Старый священник и кофе пил по-старинному. Опускал твердый кусок сахара под масляно поблескивающую поверхность, ждал, пока тот напитается жидкостью и станет коричневым, клал сахар между губами и посасывал его, а потом отливал кофе на блюдце и прихлебывал оттуда. Мне показалось, что и внутри него самого происходит нечто подобное. Таллауг тщательно что-то отсортировывал, чтобы оставалось только то, у чего был вкус сахара.
— Под самое Рождество тридцать девятого, — сказал он, — Эйнар внезапно появился в дверях и сказал, что собирается перебраться назад, в Хирифьелль.
Я забыл, что надо жевать. Это было для меня новостью. Эйнар стоял, должно быть, там, прямо в этих дверях.

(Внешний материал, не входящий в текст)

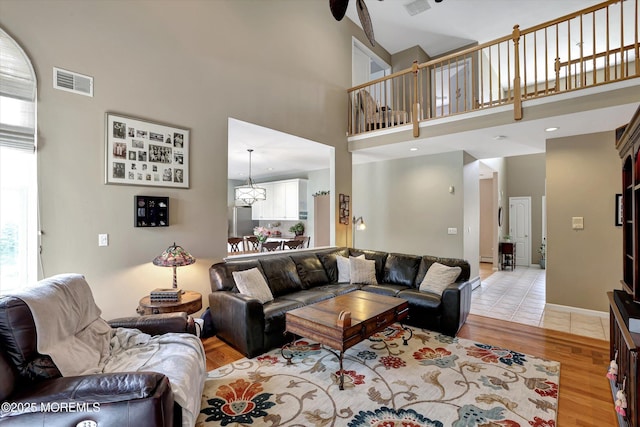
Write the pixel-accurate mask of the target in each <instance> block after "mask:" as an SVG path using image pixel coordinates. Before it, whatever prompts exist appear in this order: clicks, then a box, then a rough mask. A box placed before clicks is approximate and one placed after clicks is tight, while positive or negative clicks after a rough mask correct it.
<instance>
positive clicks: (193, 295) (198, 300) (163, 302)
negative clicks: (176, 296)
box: [136, 291, 202, 315]
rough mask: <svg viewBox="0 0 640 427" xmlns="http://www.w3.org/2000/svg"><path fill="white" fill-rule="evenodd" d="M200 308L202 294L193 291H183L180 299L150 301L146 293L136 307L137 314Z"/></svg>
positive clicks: (193, 312) (168, 311) (157, 312)
mask: <svg viewBox="0 0 640 427" xmlns="http://www.w3.org/2000/svg"><path fill="white" fill-rule="evenodd" d="M201 308H202V294H200V293H198V292H194V291H184V293H183V294H182V295H181V296H180V301H161V302H155V301H153V302H152V301H151V297H150V296H149V295H147V296H146V297H144V298H142V299H141V300H140V305H139V306H138V308H137V309H136V311H137V312H138V314H139V315H143V314H160V313H175V312H178V311H185V312H187V314H192V313H195V312H196V311H198V310H200V309H201Z"/></svg>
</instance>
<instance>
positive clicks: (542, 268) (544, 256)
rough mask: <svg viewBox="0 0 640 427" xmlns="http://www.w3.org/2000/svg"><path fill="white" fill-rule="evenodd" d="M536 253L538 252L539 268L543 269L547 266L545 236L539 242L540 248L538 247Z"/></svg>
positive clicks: (546, 254)
mask: <svg viewBox="0 0 640 427" xmlns="http://www.w3.org/2000/svg"><path fill="white" fill-rule="evenodd" d="M538 253H539V254H540V268H542V269H543V270H544V269H545V268H546V266H547V238H546V237H543V238H542V243H540V249H538Z"/></svg>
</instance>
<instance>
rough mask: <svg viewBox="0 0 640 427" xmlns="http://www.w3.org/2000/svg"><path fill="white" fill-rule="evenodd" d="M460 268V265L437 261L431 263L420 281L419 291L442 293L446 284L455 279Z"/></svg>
mask: <svg viewBox="0 0 640 427" xmlns="http://www.w3.org/2000/svg"><path fill="white" fill-rule="evenodd" d="M460 271H462V269H461V268H460V267H449V266H446V265H444V264H440V263H439V262H434V263H433V264H431V268H429V270H428V271H427V274H426V275H425V276H424V280H423V281H422V283H420V288H419V289H420V291H421V292H433V293H435V294H438V295H442V292H444V290H445V289H446V287H447V286H449V285H450V284H452V283H453V282H455V281H456V279H457V278H458V276H459V275H460Z"/></svg>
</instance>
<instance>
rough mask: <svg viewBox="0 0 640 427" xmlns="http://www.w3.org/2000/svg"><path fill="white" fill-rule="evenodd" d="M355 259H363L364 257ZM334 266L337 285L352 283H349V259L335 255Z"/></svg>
mask: <svg viewBox="0 0 640 427" xmlns="http://www.w3.org/2000/svg"><path fill="white" fill-rule="evenodd" d="M357 258H360V259H364V255H360V256H358V257H357ZM336 265H337V266H338V283H353V282H352V281H351V262H350V261H349V257H343V256H342V255H336Z"/></svg>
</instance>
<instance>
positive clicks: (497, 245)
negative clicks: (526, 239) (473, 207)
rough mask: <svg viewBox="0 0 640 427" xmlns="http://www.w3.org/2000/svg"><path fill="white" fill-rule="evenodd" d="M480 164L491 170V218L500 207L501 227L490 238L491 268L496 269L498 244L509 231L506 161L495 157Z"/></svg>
mask: <svg viewBox="0 0 640 427" xmlns="http://www.w3.org/2000/svg"><path fill="white" fill-rule="evenodd" d="M482 163H484V164H485V165H487V166H488V167H489V168H491V170H493V171H494V172H493V181H494V182H493V187H494V194H493V197H494V198H495V205H494V206H493V217H494V218H498V211H499V208H500V207H502V226H498V227H496V229H495V231H496V233H495V234H493V236H492V243H491V244H492V250H493V259H494V265H493V268H494V269H497V268H498V263H499V260H498V242H499V241H500V240H501V239H502V236H504V235H505V234H508V230H509V222H508V221H509V199H508V196H507V160H506V159H505V158H504V157H497V158H492V159H482Z"/></svg>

Я представил себе, что в руках у него был чемодан и изящно сделанный ящичек с инструментами, представил, как, должно быть, старики уставились на него, когда он отвлек их от ужина.

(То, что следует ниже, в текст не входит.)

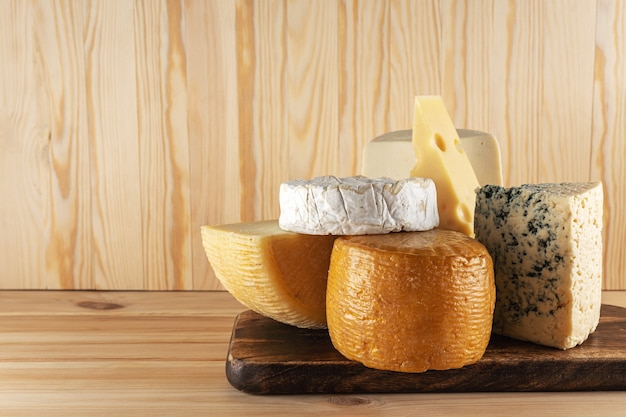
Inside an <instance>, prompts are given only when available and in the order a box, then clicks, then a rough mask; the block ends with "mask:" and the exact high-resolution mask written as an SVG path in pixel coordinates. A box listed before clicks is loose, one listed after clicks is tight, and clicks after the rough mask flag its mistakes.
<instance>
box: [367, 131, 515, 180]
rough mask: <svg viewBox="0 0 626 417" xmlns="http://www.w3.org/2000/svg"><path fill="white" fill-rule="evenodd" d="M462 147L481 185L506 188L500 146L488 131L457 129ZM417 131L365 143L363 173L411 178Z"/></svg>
mask: <svg viewBox="0 0 626 417" xmlns="http://www.w3.org/2000/svg"><path fill="white" fill-rule="evenodd" d="M456 131H457V134H458V135H459V139H460V143H459V147H460V148H461V149H462V150H463V152H465V154H466V155H467V159H469V161H470V164H471V165H472V168H473V170H474V173H475V174H476V179H477V180H478V183H479V184H480V185H488V184H492V185H504V181H503V179H502V164H501V162H500V145H499V144H498V141H497V139H496V138H495V137H494V136H493V135H491V134H489V133H486V132H480V131H478V130H470V129H456ZM412 135H413V131H412V130H410V129H408V130H396V131H394V132H388V133H385V134H382V135H380V136H378V137H376V138H374V139H373V140H371V141H369V142H368V143H366V144H365V147H364V148H363V164H362V169H361V174H362V175H364V176H366V177H370V178H378V177H389V178H393V179H395V180H400V179H403V178H407V177H410V176H411V170H412V169H413V168H414V167H415V163H416V159H415V150H414V148H413V143H412Z"/></svg>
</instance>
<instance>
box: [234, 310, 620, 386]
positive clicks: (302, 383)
mask: <svg viewBox="0 0 626 417" xmlns="http://www.w3.org/2000/svg"><path fill="white" fill-rule="evenodd" d="M624 330H626V309H624V308H622V307H616V306H606V305H604V306H602V311H601V320H600V324H599V325H598V329H597V330H596V332H594V333H593V334H592V335H591V336H590V337H589V339H588V340H587V341H585V343H583V344H582V345H581V346H578V347H576V348H575V349H569V350H566V351H562V350H558V349H553V348H548V347H545V346H539V345H535V344H532V343H526V342H520V341H516V340H513V339H510V338H507V337H503V336H498V335H492V336H491V340H490V342H489V346H488V347H487V350H486V352H485V354H484V356H483V357H482V358H481V359H480V360H479V361H478V362H476V364H474V365H468V366H465V367H463V368H460V369H451V370H446V371H428V372H422V373H402V372H391V371H382V370H378V369H371V368H367V367H365V366H363V365H362V364H360V363H358V362H355V361H351V360H348V359H346V358H344V357H343V356H342V355H341V354H340V353H339V352H338V351H337V350H335V348H334V347H333V345H332V342H331V339H330V337H329V336H328V331H327V330H319V329H318V330H312V329H298V328H295V327H293V326H289V325H285V324H282V323H278V322H276V321H274V320H272V319H268V318H266V317H263V316H261V315H259V314H257V313H255V312H253V311H251V310H248V311H245V312H243V313H240V314H239V315H238V316H237V320H236V321H235V326H234V329H233V336H232V338H231V342H230V346H229V350H228V360H227V362H226V375H227V377H228V380H229V381H230V383H231V384H232V385H233V386H234V387H235V388H237V389H239V390H241V391H243V392H247V393H251V394H320V393H337V394H338V393H402V392H492V391H496V392H503V391H518V392H521V391H624V390H626V382H625V380H624V375H626V334H625V333H624ZM539 374H541V376H539Z"/></svg>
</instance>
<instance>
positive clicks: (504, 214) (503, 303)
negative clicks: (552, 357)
mask: <svg viewBox="0 0 626 417" xmlns="http://www.w3.org/2000/svg"><path fill="white" fill-rule="evenodd" d="M602 212H603V190H602V184H601V183H599V182H595V183H592V182H590V183H561V184H531V185H522V186H520V187H511V188H504V187H498V186H485V187H482V188H481V189H480V190H478V192H477V200H476V212H475V216H476V220H475V227H476V239H478V240H479V241H480V242H482V243H483V244H484V245H485V246H486V247H487V249H488V250H489V252H490V253H491V256H492V257H493V260H494V268H495V277H496V286H497V294H498V296H497V302H496V311H495V316H494V325H493V326H494V329H493V330H494V332H495V333H498V334H502V335H505V336H510V337H513V338H516V339H521V340H526V341H530V342H534V343H537V344H541V345H546V346H551V347H555V348H559V349H569V348H572V347H574V346H577V345H579V344H581V343H583V342H584V341H585V340H586V339H587V338H588V336H589V334H591V333H592V332H594V331H595V329H596V327H597V325H598V322H599V319H600V305H601V290H602Z"/></svg>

— Появление Эйнара не особо обрадовало Сверре с Альмой, — продолжал пастор. — Во-первых, домой вернулся наследник первой очереди, не знакомый с сельским трудом, да и вообще не подходящий для ведения хозяйства. Эйнар редко отвечал на письма, не появился на похоронах своего отца, который, вообще-то, обеспечил ему возможность получить образование… Ну и его привычки, конечно. Тут мы имели дело с человеком, который уже в четырнадцать лет считал, что мы тут зажаты между гор и великим идеям у нас не развернуться. Представь себе это, добавь почти восемь лет в Париже тридцатых годов, а в довершение ко всему — отталкивающую самоуверенность. Не сказать, чтобы он презирал деревенскую жизнь, но вот были у него наручные часы, которые можно было перевернуть циферблатом внутрь, к руке. Жители Саксюма в этом не разобрались; они думали, что он носит браслет. Волосы у него были уложены каким-то странным образом, с завитками по лбу. А тут у нас Альма и Сверре, оба члены НС, вкалывают по четырнадцать часов в сутки. И все же Эйнар требовал немного — просил лишь выделить ему делянку в лесу, где он мог бы брать материал для работы в своей столярной мастерской.

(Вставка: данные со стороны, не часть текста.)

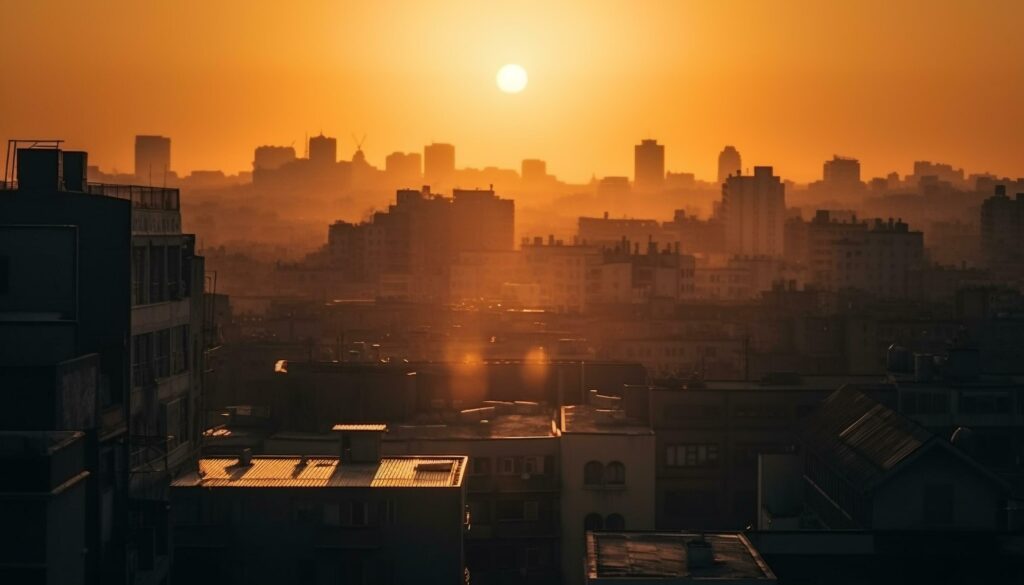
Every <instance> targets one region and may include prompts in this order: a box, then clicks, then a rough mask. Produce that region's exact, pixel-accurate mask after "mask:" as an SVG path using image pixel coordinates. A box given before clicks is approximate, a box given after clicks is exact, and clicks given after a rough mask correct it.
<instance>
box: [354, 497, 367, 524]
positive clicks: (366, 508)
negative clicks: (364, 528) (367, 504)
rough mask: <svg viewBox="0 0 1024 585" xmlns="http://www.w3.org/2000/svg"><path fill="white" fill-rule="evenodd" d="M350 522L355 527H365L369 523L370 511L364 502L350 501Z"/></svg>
mask: <svg viewBox="0 0 1024 585" xmlns="http://www.w3.org/2000/svg"><path fill="white" fill-rule="evenodd" d="M351 508H352V512H351V524H352V526H355V527H365V526H367V525H368V524H370V513H369V511H368V510H367V503H366V502H352V506H351Z"/></svg>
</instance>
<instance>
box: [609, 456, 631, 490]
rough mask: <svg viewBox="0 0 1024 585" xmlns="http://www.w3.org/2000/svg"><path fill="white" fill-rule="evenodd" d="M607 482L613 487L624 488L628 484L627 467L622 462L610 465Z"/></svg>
mask: <svg viewBox="0 0 1024 585" xmlns="http://www.w3.org/2000/svg"><path fill="white" fill-rule="evenodd" d="M607 471H608V472H607V478H606V482H607V483H608V484H609V485H612V486H623V485H625V484H626V465H623V462H622V461H612V462H611V463H608V470H607Z"/></svg>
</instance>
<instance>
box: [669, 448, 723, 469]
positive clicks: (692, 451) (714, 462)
mask: <svg viewBox="0 0 1024 585" xmlns="http://www.w3.org/2000/svg"><path fill="white" fill-rule="evenodd" d="M665 464H666V465H667V466H669V467H717V466H718V444H714V443H708V444H703V443H700V444H683V445H669V446H668V447H666V449H665Z"/></svg>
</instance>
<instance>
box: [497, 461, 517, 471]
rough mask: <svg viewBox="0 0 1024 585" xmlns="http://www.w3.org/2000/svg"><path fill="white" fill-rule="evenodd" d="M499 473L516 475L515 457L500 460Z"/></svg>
mask: <svg viewBox="0 0 1024 585" xmlns="http://www.w3.org/2000/svg"><path fill="white" fill-rule="evenodd" d="M498 472H499V473H500V474H502V475H515V457H502V458H501V459H499V465H498Z"/></svg>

— Он ее получил, — сказал я. — Как поля заканчиваются, выше них растет целый березовый лес, которые он мог использовать на доски.
— Они великолепны, правда? Эйнар начал культивировать такие деревья, когда ему было всего-то тринадцать лет. В пасторской усадьбе из такого материала сделана конторская мебель. Это я ее заказал в тридцать девятом году. Будучи верующим, я с осторожностью использую выражение «чудо Господне», но исходящее от столешницы сияние заставляет меня отказаться от привычной сдержанности. Мало что сравнится со сложной узорчатостью дерева в том, что касается непостижимости зримого. Смотреть на такой узор — все равно что смотреть на огонь: всегда проступает какое-то новое лицо. Я так и сказал Эйнару, когда он привез письменный стол. В ответ на это он стачал для меня шахматную доску, которую я храню по сей день. Белые клетки из свилеватой березы, черные — из ореха. Вот таким я и тебя вижу, Эдвард. Твой отец и твоя мать. Юг и север. Свет и тьма. Борются в тебе.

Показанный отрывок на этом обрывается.